What if we could get others to share their personal experiences, too? Just as my stories have connected me to people all over the world, perhaps we could create a place where others share their experiences and get similarly connected. And we could create a community based on storytelling and shared experiences.
In addition, we both feel strongly that there are many incredible stories from our collective LGBTQ past that will be lost to time, if they aren’t shared now—NOT the big stories of the Stonewall Riots, the AIDS crisis, and marriage equality, but the smaller, personal stories of our lives as LGBTQ people.
Initially, we called the site Capturing Rainbows, but as our efforts grew beyond just preserving stories of our past, and as BAMMER47 continued to expand, we renamed the site BAMMER.co to more closely align the two efforts.
That is how the BAMMER community began. We look forward to your stories and you becoming part of us.
The idea that sexual preference and gender identity naturally include a spectrum of variations is becoming more widely accepted in more parts of the world than ever before. Yet, ironically, our acceptance and resulting “assimilation” in some places has led to greater repression in others like Russia and parts of the Middle East and Africa. Meanwhile, in America, it has eroded the real-world LGBTQ community we fought so hard to establish—places that offered safe havens where individuals could explore and define their sexual and gender identities, and which have been a crucible for political and cultural change.
Furthermore, the barrage of new technology and media in today’s world has led many within the LGBTQ community, as well as in greater society, to lose sight of our past. So much of what we have experienced and fought for is now being taken for granted or just plain forgotten— and, in the classic words of the great philosopher George Santayana, “Those who cannot remember the past, are condemned to repeat it.”

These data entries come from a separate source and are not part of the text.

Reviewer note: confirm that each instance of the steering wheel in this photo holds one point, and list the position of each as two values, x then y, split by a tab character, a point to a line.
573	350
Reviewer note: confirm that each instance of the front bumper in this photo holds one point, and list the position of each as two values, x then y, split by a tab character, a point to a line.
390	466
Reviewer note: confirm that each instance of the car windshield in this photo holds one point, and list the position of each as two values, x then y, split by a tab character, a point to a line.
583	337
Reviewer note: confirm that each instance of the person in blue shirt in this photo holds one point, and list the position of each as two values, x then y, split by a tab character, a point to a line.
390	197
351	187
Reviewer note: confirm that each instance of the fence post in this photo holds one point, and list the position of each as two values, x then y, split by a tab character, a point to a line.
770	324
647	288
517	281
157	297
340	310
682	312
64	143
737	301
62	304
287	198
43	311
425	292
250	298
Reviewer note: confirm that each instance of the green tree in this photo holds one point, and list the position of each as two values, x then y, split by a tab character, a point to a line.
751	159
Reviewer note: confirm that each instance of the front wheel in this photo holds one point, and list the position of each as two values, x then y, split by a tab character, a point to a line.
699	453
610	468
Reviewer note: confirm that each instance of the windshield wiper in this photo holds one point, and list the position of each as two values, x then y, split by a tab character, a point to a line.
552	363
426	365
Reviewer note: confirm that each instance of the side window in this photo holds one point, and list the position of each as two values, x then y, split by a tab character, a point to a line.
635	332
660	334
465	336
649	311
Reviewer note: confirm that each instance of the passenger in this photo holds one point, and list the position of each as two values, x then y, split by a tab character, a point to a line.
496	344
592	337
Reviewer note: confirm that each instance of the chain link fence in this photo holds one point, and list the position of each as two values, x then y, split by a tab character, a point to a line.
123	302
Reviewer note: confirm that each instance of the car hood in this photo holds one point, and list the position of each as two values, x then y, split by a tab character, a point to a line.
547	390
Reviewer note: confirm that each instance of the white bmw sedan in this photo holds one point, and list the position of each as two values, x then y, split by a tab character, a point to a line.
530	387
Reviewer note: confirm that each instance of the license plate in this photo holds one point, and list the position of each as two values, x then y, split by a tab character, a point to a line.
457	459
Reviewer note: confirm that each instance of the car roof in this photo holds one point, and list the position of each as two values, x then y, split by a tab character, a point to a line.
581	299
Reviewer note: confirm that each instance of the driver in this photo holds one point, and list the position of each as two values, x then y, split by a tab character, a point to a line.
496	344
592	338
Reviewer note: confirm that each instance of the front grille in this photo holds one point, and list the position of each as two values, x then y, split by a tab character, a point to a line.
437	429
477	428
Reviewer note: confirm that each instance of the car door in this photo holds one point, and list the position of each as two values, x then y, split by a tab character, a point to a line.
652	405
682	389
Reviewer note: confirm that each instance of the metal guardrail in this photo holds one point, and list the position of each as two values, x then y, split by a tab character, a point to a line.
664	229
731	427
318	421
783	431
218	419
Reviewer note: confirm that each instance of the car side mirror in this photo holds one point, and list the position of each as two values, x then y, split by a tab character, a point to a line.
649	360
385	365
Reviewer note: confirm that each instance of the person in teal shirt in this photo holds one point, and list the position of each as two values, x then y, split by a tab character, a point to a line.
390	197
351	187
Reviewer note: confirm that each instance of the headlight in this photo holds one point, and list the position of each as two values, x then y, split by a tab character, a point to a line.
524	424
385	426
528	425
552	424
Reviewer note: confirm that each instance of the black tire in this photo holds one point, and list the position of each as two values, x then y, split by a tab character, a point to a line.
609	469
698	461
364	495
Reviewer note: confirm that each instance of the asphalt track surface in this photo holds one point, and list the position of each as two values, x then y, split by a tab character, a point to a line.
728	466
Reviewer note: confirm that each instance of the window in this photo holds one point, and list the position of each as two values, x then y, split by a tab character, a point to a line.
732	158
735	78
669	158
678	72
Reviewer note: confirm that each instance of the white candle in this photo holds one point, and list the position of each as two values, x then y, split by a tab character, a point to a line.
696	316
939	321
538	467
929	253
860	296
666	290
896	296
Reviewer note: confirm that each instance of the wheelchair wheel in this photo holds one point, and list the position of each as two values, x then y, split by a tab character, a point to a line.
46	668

Bammer’s goal is to keep our unique heritage alive and vibrant. We believe that through collective storytelling—encouraging and assisting people in writing down, recording and sharing their experiences of growing up, coming out and being LGBTQ over the last 50+ years, both in America and around the world, we can strengthen the bonds of our community by:
• Infusing new LGBTQ generations with a greater sense of their LGBTQ heritage.
• Highlighting the uniqueness and value of LGBTQ community and its place in society at large as a source of creativity, culture, and change.
• Fostering increased social interaction and new bonds of friendships among members of the LGBTQ community through shared experiences—especially between older and younger members of the LGBTQ community.
• Providing historical context and understanding of current events relevant to the LBGTQ community.
While the larger moments of our history—the Stonewall Rebellion (and the gay liberation movement that followed it), the AIDS epidemic (and the devastation it caused), and marriage equality (which allowed our love to be recognized legally)—have entered into mainstream history books, the small moments of our lives—the personal experiences—are the ones most often lost and forgotten. Yet, these stories typically leave a more indelible impression and touch more hearts.